Wade battled through and made basketball his primary focus. His love of the game kept him out of trouble, but he was never certain that he was good enough to make it to the pros.
That was, of course, until 1991. That year, he watched Jordan lead the Bulls to its first NBA Championship and go through their archrivals, the Bad Boy Detroit Pistons, in the Conference Finals to do it.
The triumph kickstarted a dynasty for the Windy City that is still talked about in basketball to this day. “The whole 1990-91 season had been a fairy tale come true for all of Chi-town,” said Wade in his book, his love of the team and MJ then at full swing.
He wasn’t alone in that love, either. “Jordan fever caught hold that spring and summer in Chicago like an unprecedented epidemic,” he wrote, implying that the influence of MJ had already begun to reshape his life. “Local teams of young hopefuls with dreams like mine flocked madly to basketball courts in parks, schoolyards, and gyms. We all wanted to fly.”
From that point on, Wade’s history was cemented. He played ball for Richard Harris High School in Chicago, then committed to Marquee University in Wisconsin. In 2003, he was selected 5th overall by the Miami Heat, and thus, another basketball legend had been made. Michael Jordan’s game forever changed Wade and as he detailed in A Father First, he is forever grateful to MJF because of it.
Dwyane Wade called MJ his GOAT ahead of his Hall of Fame acceptance speech
There was no better time for D-Wade to fully express how much he admired Jordan than during the press tour for his Hall of Fame induction in 2023. That year, the three-time NBA Champion spoke with Yahoo! Sports and referred to MJ as the moniker that everyone calls him.
“My G.O.A.T has always been Michael Jordan,” Wade said. “Look at the way I played. I played a lot like (Jordan). I tried to emulate Michael Jordan.”

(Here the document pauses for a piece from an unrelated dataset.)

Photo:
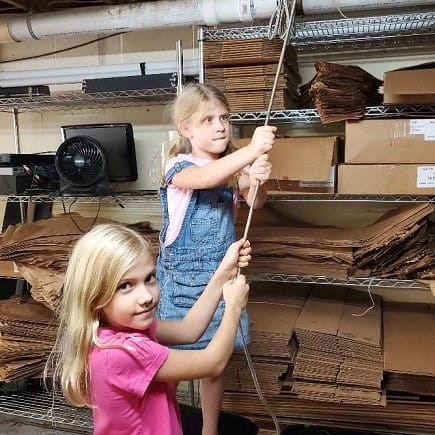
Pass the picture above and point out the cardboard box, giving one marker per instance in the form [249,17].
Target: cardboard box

Wade isn’t alone in labeling Jordan as the greatest of all time, but he might be one of the best examples of how much Jordan meant to the city of Chicago. The Second City has put Jordan up on the god-tier pedestal that he belongs on. Gods save the day. Gods change the world. Dwyane Wade was just a young boy living on the South Side and Michael Jordan helped him see the full potential he had.